Donald Trump churns out so many lies that it’s a physical impossibility to process and discredit them all. And so, like the layer of hard skin an MMA fighter builds up on their knuckles over the course of a career, the American people develop a tolerance for repeated blows to their trust. Though the Trump tactic of flooding the zone has been taken up with great enthusiasm by the right in Ireland and Britain, there’s nowhere near the same level of gaping credulity.
While a massive number of Americans are going along with Trump’s assertion that he’s not really a rapist despite a court ruling that he is, and that he’s not a self-confessed abuser because his sex abuse admission was only banter, such risible assertions gain currency on this side of the pond only among the Tommy Robinson/Reform UK fruitcakes. But for how long?
It’s not the big lies that do the damage – it’s the incessant attrition of the small ones that carve a scarred and rugged landscape dominated by Mount Rushmore-scale untruths capable of defining eras and shaping national psyches. It’s the barely-noticed fibs that build up over time to form a carapace of indifference over a nation’s humanity. While the bodies of the 67 dead of the Washington DC air disaster were still either strapped inside the shattered fuselages of the two aircraft, or bobbing on the icy-cold waters of the Potomac, Trump spewed forth a selection of monster lies, including the bogus claims that Barack Obama undermined the Federal Aviation Authority (FAA) because he thought it was “too white” and the pilot of the military helicopter failed to execute manoeuvres that would have avoided a collision.
He continued to pick at these doozies two as he would at a bucket of cold KFC, but he finally settled on another claim for his main course.
Trump told Americans – and the world – that the crash happened because there are too many disabled people working as air traffic controllers thanks to an Obama-era Diversity, Equality and Inclusion (DEI) directive.
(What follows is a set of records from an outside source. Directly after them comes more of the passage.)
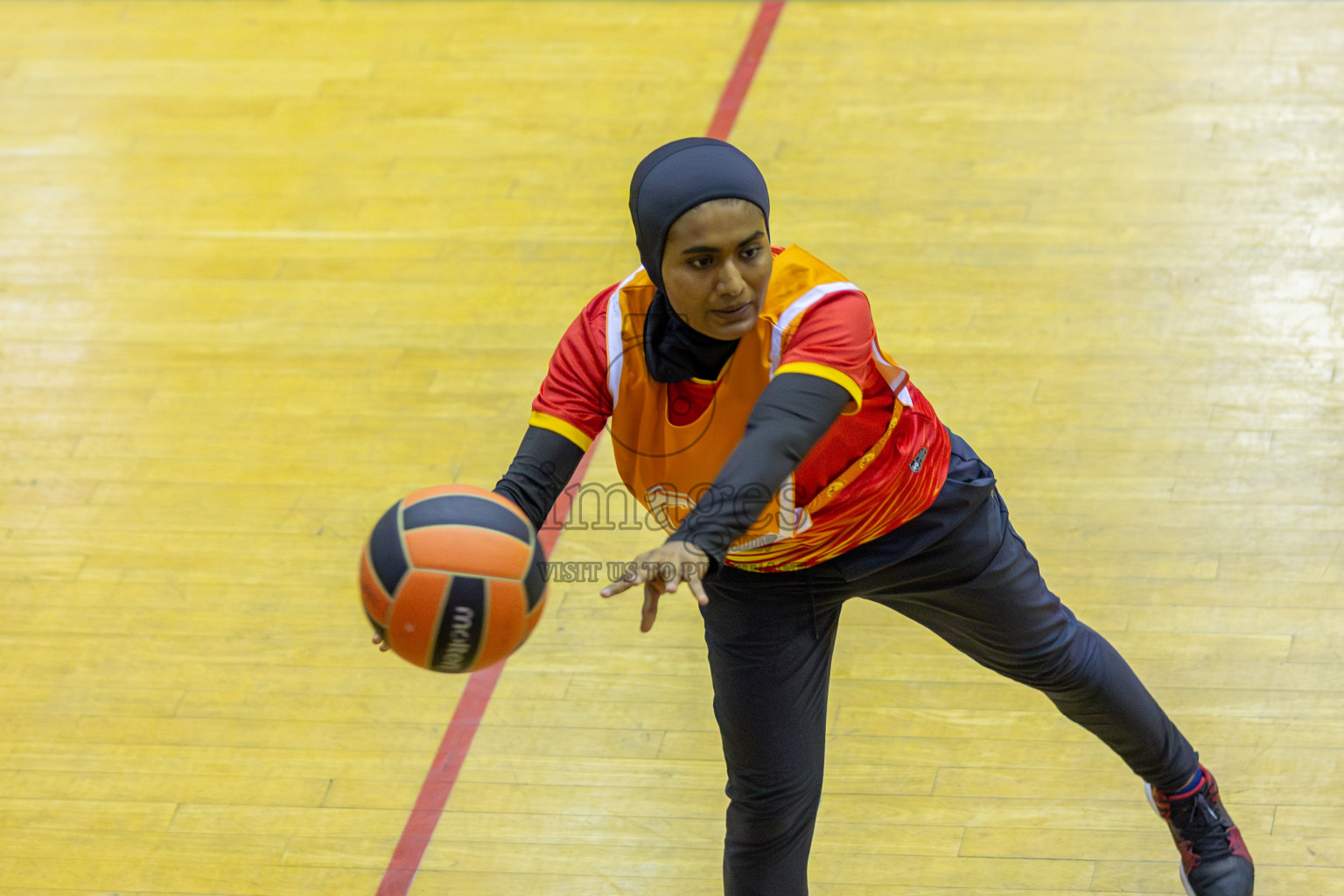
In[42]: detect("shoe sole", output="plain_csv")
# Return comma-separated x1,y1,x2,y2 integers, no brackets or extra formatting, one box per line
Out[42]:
1144,783,1199,896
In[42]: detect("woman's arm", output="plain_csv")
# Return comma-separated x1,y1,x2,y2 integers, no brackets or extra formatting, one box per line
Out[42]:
669,374,852,568
494,426,584,530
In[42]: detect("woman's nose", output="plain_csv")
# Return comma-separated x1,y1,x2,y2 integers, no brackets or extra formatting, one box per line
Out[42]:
719,261,746,296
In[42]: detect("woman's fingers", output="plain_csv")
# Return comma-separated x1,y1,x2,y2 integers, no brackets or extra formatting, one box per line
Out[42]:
640,582,659,634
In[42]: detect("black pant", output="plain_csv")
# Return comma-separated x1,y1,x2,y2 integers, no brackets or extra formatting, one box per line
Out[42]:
702,437,1198,896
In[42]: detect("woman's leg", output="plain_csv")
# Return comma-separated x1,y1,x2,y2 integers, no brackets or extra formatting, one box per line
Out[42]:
700,570,840,896
853,493,1198,790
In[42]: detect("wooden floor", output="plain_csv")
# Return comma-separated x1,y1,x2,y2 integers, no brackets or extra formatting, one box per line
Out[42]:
0,0,1344,896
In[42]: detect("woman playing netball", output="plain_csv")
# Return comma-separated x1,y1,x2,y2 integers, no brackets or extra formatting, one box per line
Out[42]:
496,138,1254,896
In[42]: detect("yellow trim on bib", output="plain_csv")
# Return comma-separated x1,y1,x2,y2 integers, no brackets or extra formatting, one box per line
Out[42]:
527,411,592,452
774,361,863,415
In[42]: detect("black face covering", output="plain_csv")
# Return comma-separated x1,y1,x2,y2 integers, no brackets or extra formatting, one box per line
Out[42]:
630,137,770,383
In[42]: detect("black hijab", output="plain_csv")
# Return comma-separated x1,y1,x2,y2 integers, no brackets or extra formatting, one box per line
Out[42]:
630,137,770,383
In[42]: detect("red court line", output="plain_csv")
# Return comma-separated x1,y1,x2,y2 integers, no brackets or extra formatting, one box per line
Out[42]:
378,0,783,896
704,0,783,140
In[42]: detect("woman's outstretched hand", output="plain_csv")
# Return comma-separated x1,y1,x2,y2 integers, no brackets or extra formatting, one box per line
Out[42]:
602,542,710,632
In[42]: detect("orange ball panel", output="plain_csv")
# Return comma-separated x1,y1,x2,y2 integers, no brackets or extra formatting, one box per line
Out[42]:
387,570,453,668
359,545,393,627
406,525,532,579
402,482,532,528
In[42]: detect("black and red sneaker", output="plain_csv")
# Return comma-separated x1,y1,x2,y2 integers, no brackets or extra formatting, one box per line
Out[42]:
1145,766,1256,896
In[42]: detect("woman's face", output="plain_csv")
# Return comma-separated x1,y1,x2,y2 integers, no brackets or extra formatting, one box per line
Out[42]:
662,199,774,340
It was perhaps the rawest and purest stream of Diet Coke-smelling piss that Trump had ever delivered from his toadstool todger – but it wasn’t vicious enough; it wasn’t anywhere near sufficiently black-hearted.
Reading from a DEI report on FAA jobs for people with disabilities, Trump drew a picture of an average day at work in a control tower. He claimed that planes were being landed and pilots were being guided by:
•People with epilepsy.
•People with ‘missing extremities’.
•People who can’t see.
•People who can’t hear.
•People with dwarfism.
He had to read the words out, of course he did, because the cruelty is a big part of the point. He had to say the words just as he had to crook his arms and shake his body when he did a grotesque impression of New York Times reporter Serge Kovaleski, who lives with a congenital joint condition. Trump enacted that vile tableau in 2015, ten years ago, but also a thousand years ago, when he told the world who he was and the world decided to ignore him.
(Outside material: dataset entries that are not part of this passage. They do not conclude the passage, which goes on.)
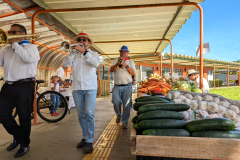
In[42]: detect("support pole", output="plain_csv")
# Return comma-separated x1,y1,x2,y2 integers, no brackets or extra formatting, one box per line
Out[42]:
108,63,110,80
213,64,215,89
160,54,162,77
158,53,161,76
98,66,101,98
238,67,240,87
169,41,174,76
33,78,38,125
227,66,229,88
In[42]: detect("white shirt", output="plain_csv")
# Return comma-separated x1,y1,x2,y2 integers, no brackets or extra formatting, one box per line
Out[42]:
194,76,209,93
0,42,40,81
111,58,136,85
63,49,100,90
50,83,59,92
56,67,64,80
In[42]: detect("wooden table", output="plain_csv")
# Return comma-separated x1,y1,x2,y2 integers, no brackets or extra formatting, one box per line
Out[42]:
131,129,240,159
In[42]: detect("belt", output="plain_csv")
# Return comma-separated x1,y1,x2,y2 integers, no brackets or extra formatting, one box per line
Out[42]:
114,83,132,86
5,78,34,85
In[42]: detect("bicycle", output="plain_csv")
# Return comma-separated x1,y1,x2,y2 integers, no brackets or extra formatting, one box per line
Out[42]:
0,80,68,123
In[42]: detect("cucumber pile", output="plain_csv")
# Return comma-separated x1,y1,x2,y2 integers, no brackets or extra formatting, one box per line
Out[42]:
186,118,240,139
132,96,190,137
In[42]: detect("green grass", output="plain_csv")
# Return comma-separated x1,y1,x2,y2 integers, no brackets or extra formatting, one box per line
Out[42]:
209,87,240,100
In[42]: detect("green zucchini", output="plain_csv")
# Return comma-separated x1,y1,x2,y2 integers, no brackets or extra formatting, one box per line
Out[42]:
191,131,240,139
138,96,172,102
138,103,190,114
135,96,172,102
138,110,184,121
138,119,187,130
133,124,141,130
186,118,235,132
133,100,173,111
142,129,190,137
132,116,138,124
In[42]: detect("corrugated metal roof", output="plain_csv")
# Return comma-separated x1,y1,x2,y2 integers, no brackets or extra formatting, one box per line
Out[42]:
33,0,204,58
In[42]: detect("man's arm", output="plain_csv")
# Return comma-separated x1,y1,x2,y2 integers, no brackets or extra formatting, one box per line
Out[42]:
12,42,39,63
62,52,76,67
123,62,136,75
85,51,100,68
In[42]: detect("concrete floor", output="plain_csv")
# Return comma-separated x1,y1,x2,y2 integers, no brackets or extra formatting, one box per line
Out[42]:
0,95,136,160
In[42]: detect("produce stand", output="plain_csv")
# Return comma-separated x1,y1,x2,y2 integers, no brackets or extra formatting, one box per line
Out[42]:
131,128,240,159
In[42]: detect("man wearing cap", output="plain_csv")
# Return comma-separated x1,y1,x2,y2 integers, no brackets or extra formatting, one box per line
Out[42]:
63,33,100,153
188,69,209,93
110,46,136,129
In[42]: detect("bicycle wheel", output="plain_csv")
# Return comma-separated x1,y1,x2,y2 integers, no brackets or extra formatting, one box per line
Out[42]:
12,107,17,118
37,91,68,122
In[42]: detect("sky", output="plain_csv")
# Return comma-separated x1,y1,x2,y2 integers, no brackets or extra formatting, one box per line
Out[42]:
163,0,240,61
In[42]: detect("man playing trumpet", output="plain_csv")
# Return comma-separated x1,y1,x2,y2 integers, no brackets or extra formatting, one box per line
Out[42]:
110,46,136,129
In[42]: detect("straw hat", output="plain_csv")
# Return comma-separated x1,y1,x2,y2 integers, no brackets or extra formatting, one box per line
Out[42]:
187,69,198,75
74,32,93,45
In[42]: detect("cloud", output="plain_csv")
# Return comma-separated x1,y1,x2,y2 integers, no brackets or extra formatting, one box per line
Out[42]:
180,49,187,52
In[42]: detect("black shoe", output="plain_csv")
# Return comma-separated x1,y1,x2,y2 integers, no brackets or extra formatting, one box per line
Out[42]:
85,143,93,153
77,139,86,148
7,140,19,151
14,146,30,158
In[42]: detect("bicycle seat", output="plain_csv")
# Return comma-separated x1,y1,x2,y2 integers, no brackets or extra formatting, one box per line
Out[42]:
36,80,45,84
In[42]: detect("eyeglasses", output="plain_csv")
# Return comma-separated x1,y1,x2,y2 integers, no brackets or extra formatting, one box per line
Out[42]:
8,31,23,34
77,38,87,42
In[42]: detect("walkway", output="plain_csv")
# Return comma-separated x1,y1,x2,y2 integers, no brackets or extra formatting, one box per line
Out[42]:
0,96,136,160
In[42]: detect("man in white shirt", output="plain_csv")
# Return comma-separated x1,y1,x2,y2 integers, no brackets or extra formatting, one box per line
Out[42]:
55,67,67,86
0,24,40,158
63,33,100,153
188,69,209,93
110,46,136,129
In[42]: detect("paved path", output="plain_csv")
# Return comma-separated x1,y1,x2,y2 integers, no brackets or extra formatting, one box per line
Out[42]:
0,95,136,160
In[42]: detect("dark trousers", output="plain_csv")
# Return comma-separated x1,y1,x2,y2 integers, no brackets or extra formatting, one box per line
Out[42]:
0,81,35,147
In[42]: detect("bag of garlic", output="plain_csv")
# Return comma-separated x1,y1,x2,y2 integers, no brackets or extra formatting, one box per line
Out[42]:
189,100,199,110
219,101,230,108
212,97,220,104
207,102,218,113
203,95,213,101
198,101,207,111
228,105,239,114
224,109,237,120
184,94,193,99
193,96,202,101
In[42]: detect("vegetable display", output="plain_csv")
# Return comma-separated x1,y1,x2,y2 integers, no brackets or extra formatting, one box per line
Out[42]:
167,90,240,123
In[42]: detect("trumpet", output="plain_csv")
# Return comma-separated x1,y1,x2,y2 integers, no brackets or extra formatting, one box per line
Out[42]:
117,57,124,70
0,29,40,47
61,41,84,52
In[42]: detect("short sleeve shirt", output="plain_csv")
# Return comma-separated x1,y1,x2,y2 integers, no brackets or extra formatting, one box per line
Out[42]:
194,76,209,93
111,58,136,85
56,67,64,80
50,83,59,92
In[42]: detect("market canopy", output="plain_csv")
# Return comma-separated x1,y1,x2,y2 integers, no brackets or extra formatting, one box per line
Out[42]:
33,0,204,58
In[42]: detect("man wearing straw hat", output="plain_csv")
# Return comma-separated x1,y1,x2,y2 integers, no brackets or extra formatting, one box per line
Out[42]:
187,69,209,93
63,33,100,153
110,46,136,129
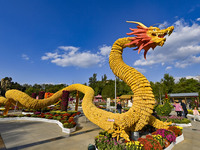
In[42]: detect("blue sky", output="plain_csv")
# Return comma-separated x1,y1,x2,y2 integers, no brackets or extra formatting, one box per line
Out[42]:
0,0,200,84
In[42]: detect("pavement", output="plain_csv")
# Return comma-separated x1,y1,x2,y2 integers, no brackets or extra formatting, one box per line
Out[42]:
0,110,200,150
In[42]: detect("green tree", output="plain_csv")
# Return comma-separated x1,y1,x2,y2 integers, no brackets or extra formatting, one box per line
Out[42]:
161,74,175,93
89,73,97,89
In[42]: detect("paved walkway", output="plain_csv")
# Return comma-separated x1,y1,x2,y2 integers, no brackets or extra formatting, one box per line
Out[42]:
0,113,200,150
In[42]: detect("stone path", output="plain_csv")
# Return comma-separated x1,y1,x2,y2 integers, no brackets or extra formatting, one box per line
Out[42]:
0,113,200,150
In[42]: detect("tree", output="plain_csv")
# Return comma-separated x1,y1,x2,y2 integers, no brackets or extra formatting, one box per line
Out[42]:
161,74,175,93
174,78,200,93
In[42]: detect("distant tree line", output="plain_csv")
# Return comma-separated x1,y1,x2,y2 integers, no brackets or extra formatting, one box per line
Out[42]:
150,74,200,101
0,73,200,101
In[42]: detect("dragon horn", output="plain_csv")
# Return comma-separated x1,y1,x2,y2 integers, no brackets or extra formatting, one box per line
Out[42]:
126,21,147,28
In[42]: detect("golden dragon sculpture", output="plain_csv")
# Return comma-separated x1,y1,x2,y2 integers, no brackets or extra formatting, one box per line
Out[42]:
0,21,174,141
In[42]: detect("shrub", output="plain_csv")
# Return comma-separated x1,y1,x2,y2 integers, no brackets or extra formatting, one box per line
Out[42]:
63,123,74,128
168,126,182,137
31,114,37,117
155,102,173,116
152,129,176,143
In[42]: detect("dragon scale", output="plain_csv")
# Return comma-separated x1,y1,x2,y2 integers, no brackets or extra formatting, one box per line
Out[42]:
0,22,174,141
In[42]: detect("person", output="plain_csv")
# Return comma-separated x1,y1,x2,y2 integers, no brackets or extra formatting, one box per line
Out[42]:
117,101,122,114
181,100,188,118
193,107,199,121
173,101,183,117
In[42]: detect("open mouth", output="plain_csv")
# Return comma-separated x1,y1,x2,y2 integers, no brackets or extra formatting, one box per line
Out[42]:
152,33,167,38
POINTER: Months before he was elected, Donald Trump mocked New York Times reporter Serge Kovaleski
The simple truth is that no-one gets anywhere near a control tower without undergoing rigorous training and testing. The simple truth is that Trump did nothing about the quoted FAA report when first elected in 2016. The simple truth is that the Trump administration updated the report in 2019.
None of that matters now – the job’s done. Trump told the shocked, open-mouthed faithful that control towers in the United States are staffed by a chimps’ tea party of mental defectives, fit-throwers, amputees and circus freaks, and the MAGA caps lapped it up. The lie was so perfectly outrageous, such an egregious insult to the very concept of truth, that even BBC Verify got involved. And that lot have just spent 15 months trying to create a new language for genocide.
If I go over to New York in the next few days, take out my notebook on a street in Queens and ask passers-by why those 67 people died in the Potomac, a hell of a lot of them are going to tell me they died because people without arms shouldn’t be landing planes. A huge chunk of the New Orleans queue for the Super Bowl are going to tell me epileptics shouldn’t be anywhere near all those airport lights. The tragedy – the terror – is that there’s no more chance of reaching these people now than there is of one of Trump’s imaginary dwarfs reaching an imaginary desk in an imaginary control tower.
Now Trump wants to cleanse Gaza of its ethnic people. I think there’s a name for that, but I just can’t seem to remember it. I’m not alone – RTÉ and the BBC can’t remember either, but they’ve managed to scramble a couple of huggable alternatives. The newly-returned people now living under tarpaulins in the rubble of their former homes are going to relocated; or they’re going to resettle. They’re not going to BE relocated and they’re not going to BE resettled; they’re going to relocate and resettle themselves and their displacement will be their choice, their fault. Again.
The US will own Gaza and it will be the “Riviera of the Middle East,” according to Trump, inhabited by the “world’s people”. Or at least, the world’s people who spend their days on the deck of yachts and their evenings in casinos. “Faites vos jeux,” as the Monte Carlo croupiers say around the roulette table – “Place your bets.” Is your money on the wretched people of Gaza, hounded across the Middle East for 78 years on the word of a 180-year-old man in a 3,000-year-old book? Or is your money on that Trump hotel and casino with stunning views of the Mediterranean where the lights of anchored super yachts twinkle in the night? I’ve been a gambler all my life and the odds of the latter are so short that if Paddy Power had laid a book he’d already be paying out.
Billionaire gamblers and their millionaire lackeys playing roulette in an eight-star marble hotel built on a foundation of the pathetic remains of Gaza homes and the bones of the families who lived there. What a prospect. Will the increasingly erratic, preposterous and dangerous Trump live long enough to see it for himself? Who knows? But even if he doesn’t, it would be a chillingly fitting memorial to his life’s work.
“Rien ne va plus,” the croupier tells the players.
“No more bets.”
The wheel is spinning.
The little ball has been thrown in.
All we can do is watch – since it’s all our leaders will do.